Kali ini, Pemilu diikuti 12 partai politik
nasional (di luar 3 parpol lokal Aceh). Durasi kampanye selama 21 hari
dari 16 Maret s/d 5 April 2014, sedangkan di Indonesia ada 34 Propinsi
(termasuk yang terakhir Propinsi Kaltara). Jadi bisa dibayangkan betapa
repotnya KPU menyusun jadwal kampanye nasional masing-masing parpol.
Jika 1 provinsi mendapat jatah 1 hari untuk pelaksanaan kampanye
nasional, setidaknya ada 13 hari di mana satu parpol berkampanye
nasional di 2 provinsi. Tak heran jika parpol yang punya dana besar
memilih untuk menyewa pesawat pribadi demi memudahkan mobilitas para
jurkamnas dan elite politiknya.
Biasanya jurkamnas terdiri dari pemimpin
parpol, elite politik parpol yang jadi pejabat negara (menteri atau
anggota DPR RI) dan para caleg DPR RI. Kini, trend-nya
bertambah: para kepala daerah setingkat gubernur dan wakil gubernur yang
diusung parpol. Tak heran jika 17 gubernur dan 5 wagub serta puluhan –
atau bahkan ratusan – Walikota/Wakil Walikota dan Bupati/Wakil Bupati
yang sudah mengajukan cuti demi menjadi jurkam parpolnya masing-masing.
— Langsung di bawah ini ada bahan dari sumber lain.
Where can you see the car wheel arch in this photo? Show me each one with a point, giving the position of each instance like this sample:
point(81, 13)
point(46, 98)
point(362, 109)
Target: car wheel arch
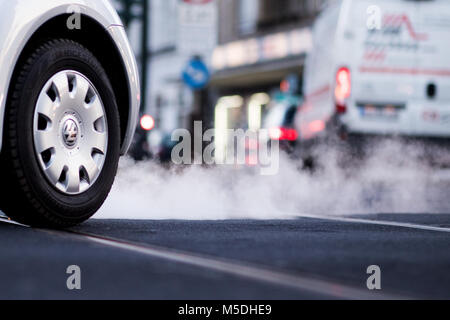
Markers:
point(96, 38)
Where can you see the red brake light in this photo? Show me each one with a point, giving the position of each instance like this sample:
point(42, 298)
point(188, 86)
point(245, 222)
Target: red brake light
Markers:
point(147, 123)
point(343, 88)
point(283, 134)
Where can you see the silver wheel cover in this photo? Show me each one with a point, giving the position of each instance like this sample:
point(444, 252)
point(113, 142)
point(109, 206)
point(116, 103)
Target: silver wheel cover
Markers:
point(70, 132)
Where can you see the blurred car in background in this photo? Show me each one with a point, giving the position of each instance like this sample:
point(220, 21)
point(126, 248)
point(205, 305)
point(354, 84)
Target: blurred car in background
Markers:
point(279, 121)
point(378, 68)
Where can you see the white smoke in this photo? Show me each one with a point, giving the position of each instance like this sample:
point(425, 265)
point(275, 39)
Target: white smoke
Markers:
point(393, 179)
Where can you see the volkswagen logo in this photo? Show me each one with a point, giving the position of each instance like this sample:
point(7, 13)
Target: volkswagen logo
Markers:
point(70, 133)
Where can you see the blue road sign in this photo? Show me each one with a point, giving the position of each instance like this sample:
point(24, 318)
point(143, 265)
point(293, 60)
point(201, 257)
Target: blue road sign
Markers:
point(196, 74)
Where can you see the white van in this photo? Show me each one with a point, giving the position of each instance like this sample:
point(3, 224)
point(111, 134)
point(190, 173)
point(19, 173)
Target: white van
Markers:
point(379, 68)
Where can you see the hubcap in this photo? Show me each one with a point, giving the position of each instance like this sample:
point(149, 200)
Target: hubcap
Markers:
point(70, 132)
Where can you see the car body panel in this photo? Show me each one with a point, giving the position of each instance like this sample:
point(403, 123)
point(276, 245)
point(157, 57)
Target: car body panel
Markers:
point(20, 19)
point(391, 68)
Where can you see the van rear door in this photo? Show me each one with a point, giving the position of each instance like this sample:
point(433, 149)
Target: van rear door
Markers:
point(383, 64)
point(433, 103)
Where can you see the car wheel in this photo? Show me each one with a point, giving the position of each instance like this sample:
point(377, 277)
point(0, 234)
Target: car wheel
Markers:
point(61, 137)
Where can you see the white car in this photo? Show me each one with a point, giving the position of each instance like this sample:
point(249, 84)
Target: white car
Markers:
point(69, 100)
point(378, 68)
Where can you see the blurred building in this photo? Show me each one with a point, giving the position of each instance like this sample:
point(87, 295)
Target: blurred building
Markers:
point(249, 47)
point(177, 31)
point(261, 52)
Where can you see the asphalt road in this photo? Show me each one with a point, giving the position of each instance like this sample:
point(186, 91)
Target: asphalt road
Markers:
point(305, 258)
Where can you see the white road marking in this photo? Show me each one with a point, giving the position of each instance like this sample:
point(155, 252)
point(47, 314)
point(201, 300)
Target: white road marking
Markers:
point(376, 222)
point(301, 283)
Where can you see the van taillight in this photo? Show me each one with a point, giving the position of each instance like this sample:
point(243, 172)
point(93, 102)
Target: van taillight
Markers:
point(281, 134)
point(343, 89)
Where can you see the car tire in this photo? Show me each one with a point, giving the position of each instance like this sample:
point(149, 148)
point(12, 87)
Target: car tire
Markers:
point(30, 194)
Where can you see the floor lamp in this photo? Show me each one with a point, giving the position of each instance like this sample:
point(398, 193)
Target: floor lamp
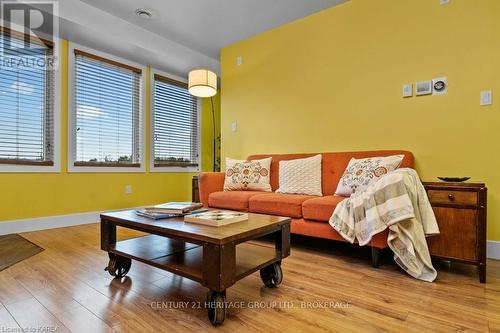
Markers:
point(203, 84)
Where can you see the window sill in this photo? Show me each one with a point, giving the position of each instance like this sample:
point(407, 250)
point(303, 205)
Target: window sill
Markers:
point(29, 168)
point(174, 169)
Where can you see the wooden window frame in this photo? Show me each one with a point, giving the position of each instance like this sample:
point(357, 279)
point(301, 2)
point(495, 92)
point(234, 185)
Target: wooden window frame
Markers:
point(170, 168)
point(30, 166)
point(92, 167)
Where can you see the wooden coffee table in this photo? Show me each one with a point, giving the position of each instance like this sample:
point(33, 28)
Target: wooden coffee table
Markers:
point(216, 257)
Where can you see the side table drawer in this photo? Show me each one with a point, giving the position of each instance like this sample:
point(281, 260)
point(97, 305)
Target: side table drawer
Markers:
point(458, 235)
point(452, 197)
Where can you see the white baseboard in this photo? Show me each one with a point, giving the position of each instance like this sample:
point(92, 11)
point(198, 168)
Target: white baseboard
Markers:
point(493, 250)
point(50, 222)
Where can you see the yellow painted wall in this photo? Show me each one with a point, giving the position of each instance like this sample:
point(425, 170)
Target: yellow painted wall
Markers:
point(36, 195)
point(333, 81)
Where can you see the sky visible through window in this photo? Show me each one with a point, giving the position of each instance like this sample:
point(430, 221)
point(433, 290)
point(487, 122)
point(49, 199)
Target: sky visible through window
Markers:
point(175, 123)
point(107, 112)
point(22, 100)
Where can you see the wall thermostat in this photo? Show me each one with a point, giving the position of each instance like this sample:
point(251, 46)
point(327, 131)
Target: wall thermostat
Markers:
point(439, 86)
point(423, 88)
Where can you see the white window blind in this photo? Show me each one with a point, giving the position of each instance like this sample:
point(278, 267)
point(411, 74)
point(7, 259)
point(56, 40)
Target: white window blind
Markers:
point(107, 104)
point(175, 138)
point(26, 103)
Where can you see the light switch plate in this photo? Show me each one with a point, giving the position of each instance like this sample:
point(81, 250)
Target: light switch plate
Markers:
point(423, 88)
point(486, 98)
point(439, 86)
point(407, 90)
point(128, 189)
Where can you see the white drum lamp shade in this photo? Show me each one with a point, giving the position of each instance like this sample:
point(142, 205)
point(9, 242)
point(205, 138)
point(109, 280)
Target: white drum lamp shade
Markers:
point(202, 83)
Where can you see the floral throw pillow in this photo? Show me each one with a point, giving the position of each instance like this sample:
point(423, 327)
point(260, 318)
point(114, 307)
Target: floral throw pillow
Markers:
point(362, 172)
point(244, 175)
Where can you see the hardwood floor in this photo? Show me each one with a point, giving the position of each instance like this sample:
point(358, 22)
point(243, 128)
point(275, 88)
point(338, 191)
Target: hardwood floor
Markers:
point(332, 288)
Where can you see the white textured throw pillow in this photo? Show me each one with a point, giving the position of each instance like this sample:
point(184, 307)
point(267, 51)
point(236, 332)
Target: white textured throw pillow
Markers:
point(301, 176)
point(242, 175)
point(362, 172)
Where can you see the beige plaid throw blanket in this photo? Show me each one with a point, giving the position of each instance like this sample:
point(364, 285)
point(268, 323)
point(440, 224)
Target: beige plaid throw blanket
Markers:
point(397, 201)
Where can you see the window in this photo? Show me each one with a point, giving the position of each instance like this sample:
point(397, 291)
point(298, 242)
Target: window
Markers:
point(106, 114)
point(28, 117)
point(175, 126)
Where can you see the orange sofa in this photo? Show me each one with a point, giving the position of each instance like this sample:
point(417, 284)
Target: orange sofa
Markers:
point(310, 214)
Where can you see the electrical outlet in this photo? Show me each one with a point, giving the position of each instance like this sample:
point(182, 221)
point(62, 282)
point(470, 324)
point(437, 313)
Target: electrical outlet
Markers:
point(486, 98)
point(128, 189)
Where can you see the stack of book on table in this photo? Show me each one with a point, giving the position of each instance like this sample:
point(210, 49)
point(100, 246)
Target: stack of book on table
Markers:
point(170, 209)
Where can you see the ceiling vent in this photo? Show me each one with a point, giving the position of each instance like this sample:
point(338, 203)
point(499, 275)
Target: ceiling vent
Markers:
point(144, 13)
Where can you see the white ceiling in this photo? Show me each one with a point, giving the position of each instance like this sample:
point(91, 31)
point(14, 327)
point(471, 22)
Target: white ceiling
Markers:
point(208, 25)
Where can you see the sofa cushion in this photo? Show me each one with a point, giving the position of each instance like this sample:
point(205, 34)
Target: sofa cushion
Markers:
point(301, 176)
point(333, 165)
point(320, 209)
point(234, 200)
point(289, 205)
point(242, 175)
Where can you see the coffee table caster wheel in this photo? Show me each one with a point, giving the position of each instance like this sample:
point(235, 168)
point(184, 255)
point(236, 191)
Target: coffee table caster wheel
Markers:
point(118, 266)
point(216, 307)
point(272, 275)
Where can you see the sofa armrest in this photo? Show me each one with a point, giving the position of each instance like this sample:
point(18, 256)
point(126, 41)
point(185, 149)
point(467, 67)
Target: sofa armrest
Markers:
point(209, 182)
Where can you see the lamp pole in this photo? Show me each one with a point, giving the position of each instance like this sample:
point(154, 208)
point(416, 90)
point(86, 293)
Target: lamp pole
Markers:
point(214, 143)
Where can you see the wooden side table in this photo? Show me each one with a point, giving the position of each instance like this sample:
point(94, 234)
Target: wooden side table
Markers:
point(460, 210)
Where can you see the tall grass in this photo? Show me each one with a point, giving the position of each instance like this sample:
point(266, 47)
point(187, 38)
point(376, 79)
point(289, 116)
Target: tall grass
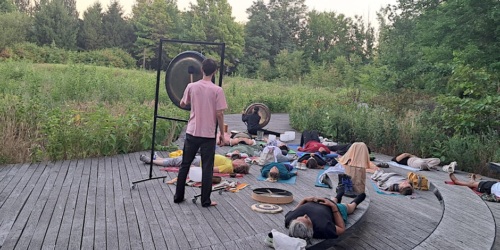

Presiden dan beberapa Menteri kabinet pun selama 3 minggu ke depan akan
meninggalkan tugas dan kewajibannya selama beberapa hari, tak lain untuk
kepentingan mengkampanyekan parpolnya masing-masing.
Tapi jangan salah, cuti kampanye bukan hanya
monopoli pejabat negara dan pejabat publik saja. Pekerja sektor informal
pun bisa juga ambil cuti untuk kampanye parpol. Ini pernah dialami
kakaknya teman saya yang dibuat kaget saat asisten rumah tangga yang
bekerja di rumahnya minta ijin untuk cuti sementara karena akan ikut
kampanye parpol. Kakak teman saya itu yang tinggal di pinggiran Jakarta
yang sudah masuk wilayah Tangsel. Mbak yang kerja di rumahnya tidak
menginap, setiap pagi datang ke rumahnya dan petang hari pulang. Sebagai
wanita bekerja yang sejak pagi sudah menembus kemacetan menuju jakarta
dan petang hari baru sampai di rumah, keberadaan si Mbak untuk
menyelesaikan urusan rumah tangga sangatlah penting. Karenanya kakak
teman saya kaget, untuk apa si Mbak sampai cuti kampanye segala? Jadi
calegkah dia?
Ternyata si mbak sudah berkomitmen dengan “broker” pengerah massa. Dia sudah di-booking
untuk ikut kampanye parpol setiap hari, apa pun parpolnya dan di mana
pun lokasinya, yang pasti seputaran Tangsel dan Jakarta. Waktu itu
parpol peserta pemilu ada lebih dari 20-an partai, jadi dalam sehari ada
banyak parpol berkampanye di satu dapil. Soal transport tak usah
khawatir karena sudah disediakan, entah berupa truk, pick up
bak terbuka, angkot atau bus kota. Konsumsi minimal nasi bungkus dan air
kemasan juga ada. Honor pengganti uang lelah pun sudah dipatok. Belum
lagi “bonus”nya kaos parpol dan kalau ada acara bagi-bagi paket sembako
juga bisa ikut antri. Sehari bisa 2–3 kali kampanye, cukup berganti kaos
yang sudah disediakan. Di lokasi kampanye tugasnya hanya menikmati
goyang dangdut, meneriakkan yel-yel yang diserukan elite parpol atau
caleg yang berorasi di podium, bertepuk tangan kalau ada yang selesai
orasi, tak ada yang sulit. Dengan jobdes yang menyenangkan itu, bisa menambah pendapatan pula. Siapa yang tak tergiur?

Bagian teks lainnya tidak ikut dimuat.